Le chef de file de l’opposition Zéphirin Diabré a rencontré jeudi matin à Ouagadougou la société des éditeurs de la presse privée (SEP).  Il est allé s’enquérir des problèmes que rencontre les médias privés, mais surtout leur apporté son soutien.

« Ils m’ont fait état d’un certain nombre de difficultés notamment des factures en souffrance au niveau de l’Etat depuis près de 5 ans. Une deuxième doléance soulevée, elle est liée à la question de la Taxe sur la valeur ajoutée (TVA). De manière beaucoup plus élargie, la fiscalité. Ils trouvent que la fiscalité est trop pesante. Ils ont aussi évoqué la question de la publicité, ils trouvent que la publicité au niveau de l’Etat n’est pas bien repartie » a déclaré Zéphirin Diabré à la fin de la rencontre avec les responsables de la SEP.

Pour M. Diabré, la presse est un instrument,  un pilier de la démocratie. Le « big boss » de l’Union pour le progrès et le changement (UPC), deuxième force politique du Burkina Faso promet alors apporter son soutien à ces entreprises « qui ferment boutiques prématurément ». « J’ai traduit la solidarité de l’opposition et notre engagement à lever de la voix pour faire entendre ces revendications. C’est cela aussi notre rôle. Nous espérons que le concert de voix fera en sorte que le gouvernement prendra les choses au sérieux et va trouver des solutions idoines »

« Les problèmes que rencontre les entreprises privées de presses, il y a les factures impayées de l’Etat. Nous avons évalué cette dette de l’Etat à plus de 300 millions de FCFA. Nous avons engagé le dialogue avec le gouvernement qui promet que dans les jours à venir, nous allons avoir une première réponse et l’apurement total de cette créance au plus tard le 31 octobre. Nous sommes dans l’attente que ce soit des propositions concrètes qui sortent au niveau du gouvernement » a indiqué Boureima Ouédraogo, le Président de la Société des éditeurs de la presse privée (SEP).

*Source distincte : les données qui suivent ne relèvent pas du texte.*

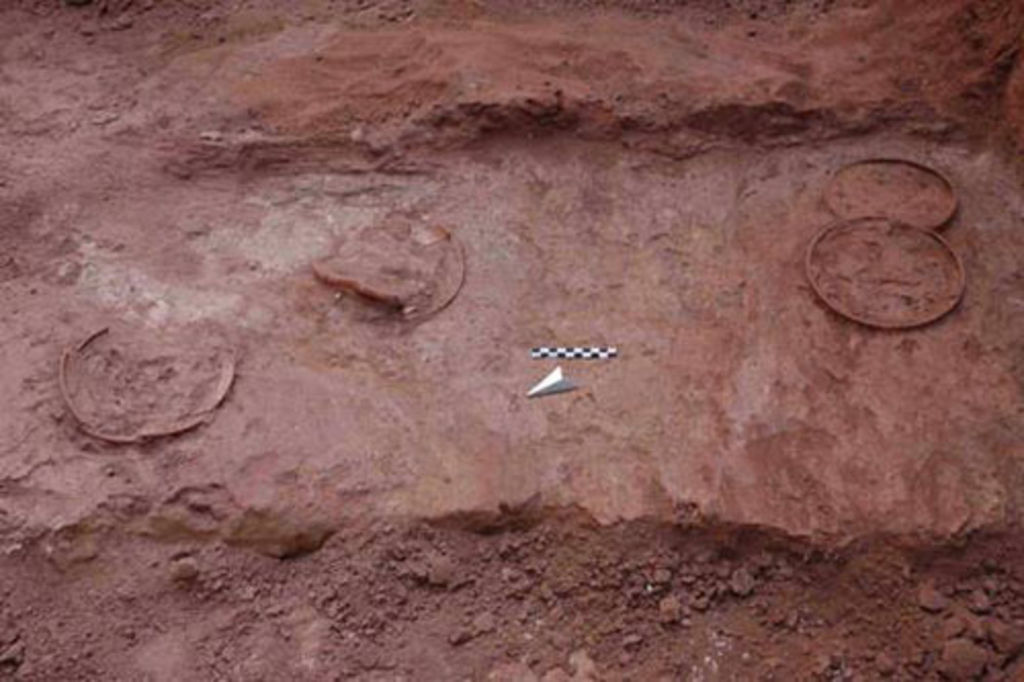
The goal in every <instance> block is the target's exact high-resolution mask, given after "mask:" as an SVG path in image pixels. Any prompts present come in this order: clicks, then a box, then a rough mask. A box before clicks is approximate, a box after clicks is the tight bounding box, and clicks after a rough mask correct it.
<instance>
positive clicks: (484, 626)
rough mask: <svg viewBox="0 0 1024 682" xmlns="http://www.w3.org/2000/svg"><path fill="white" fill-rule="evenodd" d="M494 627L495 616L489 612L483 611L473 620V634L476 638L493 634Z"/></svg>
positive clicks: (496, 626) (496, 625)
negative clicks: (486, 635)
mask: <svg viewBox="0 0 1024 682" xmlns="http://www.w3.org/2000/svg"><path fill="white" fill-rule="evenodd" d="M496 627H497V624H496V623H495V614H494V613H492V612H490V611H483V612H481V613H479V614H477V616H476V617H475V619H473V634H474V636H476V637H479V636H480V635H483V634H486V633H488V632H494V631H495V628H496Z"/></svg>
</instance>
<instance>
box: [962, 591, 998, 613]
mask: <svg viewBox="0 0 1024 682" xmlns="http://www.w3.org/2000/svg"><path fill="white" fill-rule="evenodd" d="M967 607H968V608H970V609H971V610H972V611H974V612H975V613H988V612H989V611H990V610H992V600H991V599H989V597H988V595H987V594H985V591H984V590H982V589H977V590H974V591H973V592H971V598H970V601H969V602H968V605H967Z"/></svg>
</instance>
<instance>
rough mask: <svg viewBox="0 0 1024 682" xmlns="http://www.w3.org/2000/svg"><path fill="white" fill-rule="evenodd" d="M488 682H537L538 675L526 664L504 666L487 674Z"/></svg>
mask: <svg viewBox="0 0 1024 682" xmlns="http://www.w3.org/2000/svg"><path fill="white" fill-rule="evenodd" d="M544 679H545V680H547V679H548V678H547V677H545V678H544ZM487 682H537V675H535V674H534V671H531V670H530V669H529V667H528V666H526V664H521V663H510V664H502V665H500V666H497V667H495V668H493V669H492V670H490V672H489V673H487Z"/></svg>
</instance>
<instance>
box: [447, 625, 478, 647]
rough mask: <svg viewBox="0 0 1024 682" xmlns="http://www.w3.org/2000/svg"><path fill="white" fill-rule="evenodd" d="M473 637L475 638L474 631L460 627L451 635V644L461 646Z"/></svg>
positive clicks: (449, 640) (466, 628)
mask: <svg viewBox="0 0 1024 682" xmlns="http://www.w3.org/2000/svg"><path fill="white" fill-rule="evenodd" d="M471 639H473V633H471V632H470V631H469V629H467V628H460V629H459V630H456V631H455V632H454V633H452V634H451V635H449V644H451V645H452V646H461V645H463V644H465V643H466V642H468V641H469V640H471Z"/></svg>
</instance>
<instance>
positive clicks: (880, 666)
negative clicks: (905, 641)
mask: <svg viewBox="0 0 1024 682" xmlns="http://www.w3.org/2000/svg"><path fill="white" fill-rule="evenodd" d="M874 669H876V670H877V671H879V675H881V676H882V677H890V676H892V674H893V673H895V672H896V662H895V660H893V658H892V656H890V655H889V654H888V653H886V652H885V651H883V652H882V653H880V654H879V655H877V656H874Z"/></svg>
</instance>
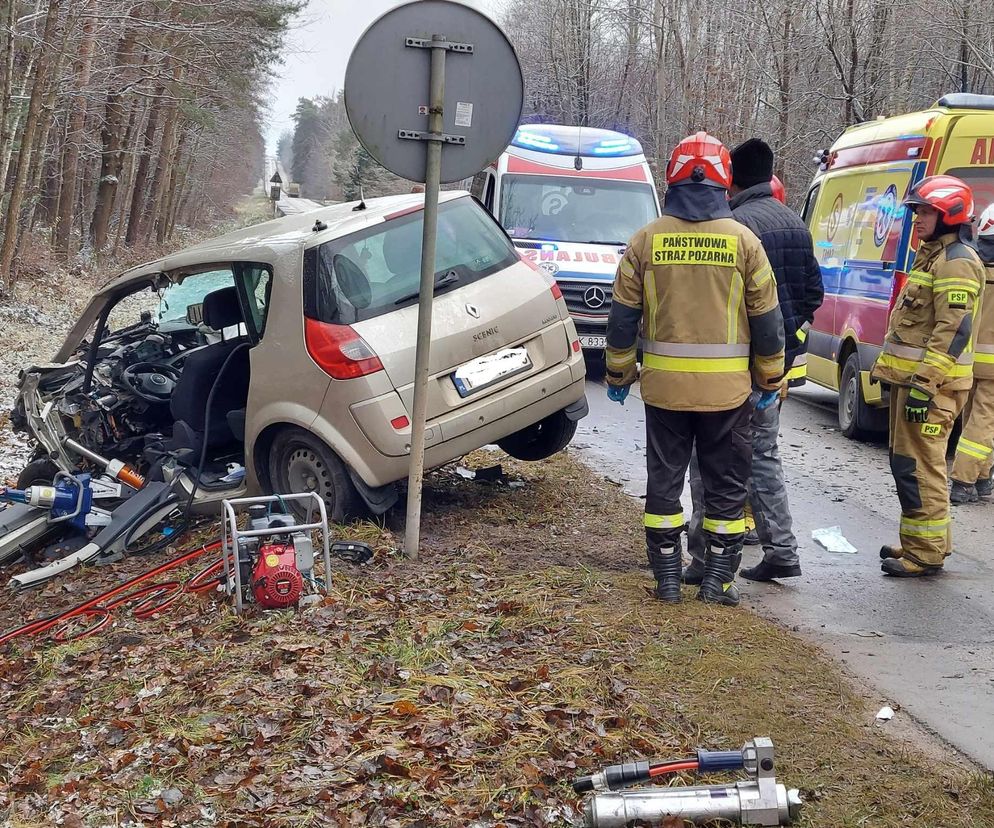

Le Président de la société des éditeurs de la presse privée a apprécié favorablement cette démarche du chef de file de l’opposition. « Pour nous c’est l’une des rares fois que le politique vient à nous pour s’enquérir de nos difficultés… généralement ils nous sollicitent pour parler de leur problème et s’intéresse peu à nos préoccupations. Nous ne pouvons que remercier le CEFOP et souhaiter qu’il apporte sa part de plaidoyer pour que les problèmes que la presse privée pose puissent être réglés dans les meilleurs délais » a conclu M. Ouédraogo.

Un mémorandum sur l’Etat des lieux de la presse privée est annoncé dans les jours à venir.